Der Baum als lebendiges Wesen

Für manche ist der Baum darüber hinaus ein höchst lebendiges Wesen. Ein Beispiel dafür ist die Buche. Dieser Baum verfügt über ausgeprägte soziale Eigenschaften, das schreibt jedenfalls Peter Wohlleben, Förster in Rheinland-Pfalz, in seinem Buch „Der Wald“. ­Ältere Buchen stehen demnach mit jüngeren, gleichsam ihren Kindern, über ihr Wurzel­werk in ständigem Kontakt. Und sie lassen ihnen wenn nötig Nährstoffe ­zukommen oder warnen sie bei Gefahr vor Insektenattacken, so der Autor.

Für Paracelsus (1493–1541), den Philosophen und Arzt, waren Bäume „beseelte ­Wesen“. Lange haben wir, modern und aufgeklärt, darüber nur milde gelächelt. Heute ist die Wissenschaft dabei, für die eine oder andere mystische Vorstellung möglicherweise empirische Belege zu finden.

Kosten: mindestens 4.000 Euro

Wer seine Asche bei einem Baum vergraben lässt, der bietet seinen Hinter­bliebenen ­einen Ort der Andacht und des ­Trostes. Der Baum lebt, er blüht und verliert im Herbst seine Blätter.
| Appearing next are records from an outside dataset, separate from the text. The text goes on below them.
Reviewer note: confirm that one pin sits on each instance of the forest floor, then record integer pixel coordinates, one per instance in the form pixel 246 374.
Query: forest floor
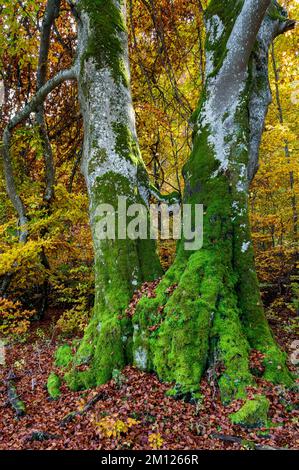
pixel 133 411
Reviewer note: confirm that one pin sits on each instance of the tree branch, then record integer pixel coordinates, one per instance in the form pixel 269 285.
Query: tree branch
pixel 17 119
pixel 51 13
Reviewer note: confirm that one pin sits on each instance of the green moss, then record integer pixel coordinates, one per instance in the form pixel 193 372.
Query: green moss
pixel 254 413
pixel 53 386
pixel 227 12
pixel 63 356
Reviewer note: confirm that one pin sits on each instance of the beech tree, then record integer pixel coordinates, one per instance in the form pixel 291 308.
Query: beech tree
pixel 212 314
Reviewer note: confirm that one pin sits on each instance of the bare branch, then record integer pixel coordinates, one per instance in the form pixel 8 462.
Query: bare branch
pixel 51 13
pixel 40 96
pixel 18 118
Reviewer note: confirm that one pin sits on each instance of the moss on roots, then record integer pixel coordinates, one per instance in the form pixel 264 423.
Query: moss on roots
pixel 254 413
pixel 53 386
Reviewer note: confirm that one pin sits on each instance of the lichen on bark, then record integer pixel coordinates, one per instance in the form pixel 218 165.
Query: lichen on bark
pixel 214 316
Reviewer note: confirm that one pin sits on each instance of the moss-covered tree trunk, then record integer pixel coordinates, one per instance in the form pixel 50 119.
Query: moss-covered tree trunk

Wer im Frühjahr sein Ohr an den Stamm einer Buche hält, vermag vielleicht zu hören, wie das Wasser im Inneren in die Höhe schießt. Man kann die Sache natürlich auch pragmatisch sehen: Es ist die Natur, die hier die Grabpflege übernimmt. Praktisch für jene, die keine Nachkommen haben oder diese mit der Grabpflege nicht belasten wollen.
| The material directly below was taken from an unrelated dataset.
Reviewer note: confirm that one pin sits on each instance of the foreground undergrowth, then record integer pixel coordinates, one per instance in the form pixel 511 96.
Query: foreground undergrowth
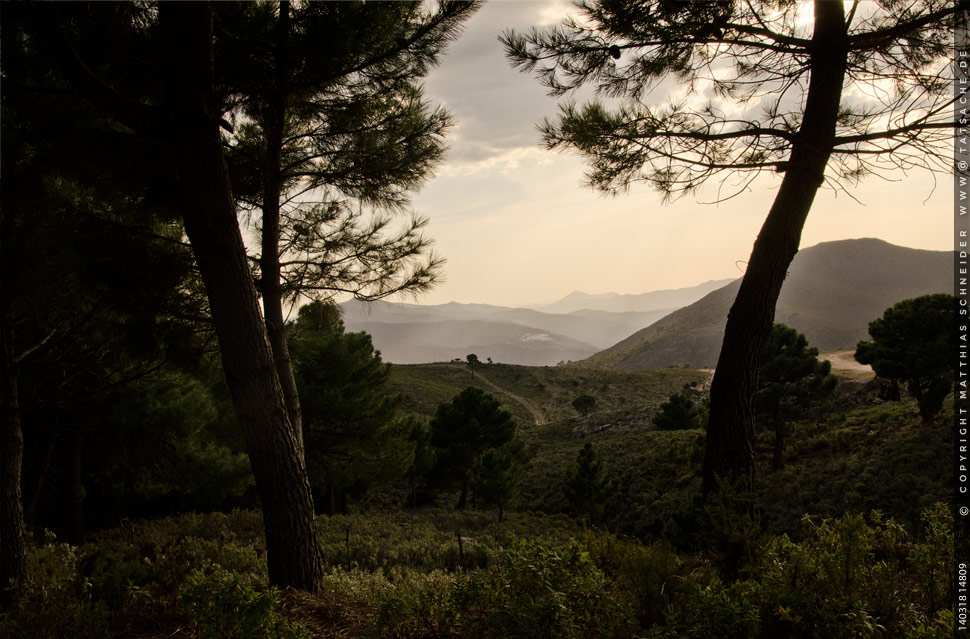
pixel 436 573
Die Kosten für eine Baumbestattung einschließlich allem, was dazukommt (etwa Leichenüberführung und Kremierung), belaufen sich auf mindestens 4.000 Euro. ­ Dafür entfallen die Kosten für Grabstein, ­Einfassung und Grabpflege. Folgekosten entfallen im „Wald der Ewigkeit“ ganz; auf dem ­Wiener Zentralfriedhof kann das Benutzungsrecht nach zehn Jahren gegen Bezahlung verlängert werden.

Flussbestattung

Was tun, wenn jemand mehr Beziehung zum Element Wasser hat? Kein Problem – vorausgesetzt, derjenige ist mit einer Verabschiedung in Niederösterreich einverstanden. Denn dort darf, mit sogenannter Beisetzungsbewilligung des jeweiligen Bürger­meisters, die Totenasche in der Donau versenkt werden; in Wien dagegen nicht. Der seit 2002 liberalisierte Bestattungsmarkt macht vieles möglich, aber Details regelt nach wie vor das jeweilige Landesgesetz.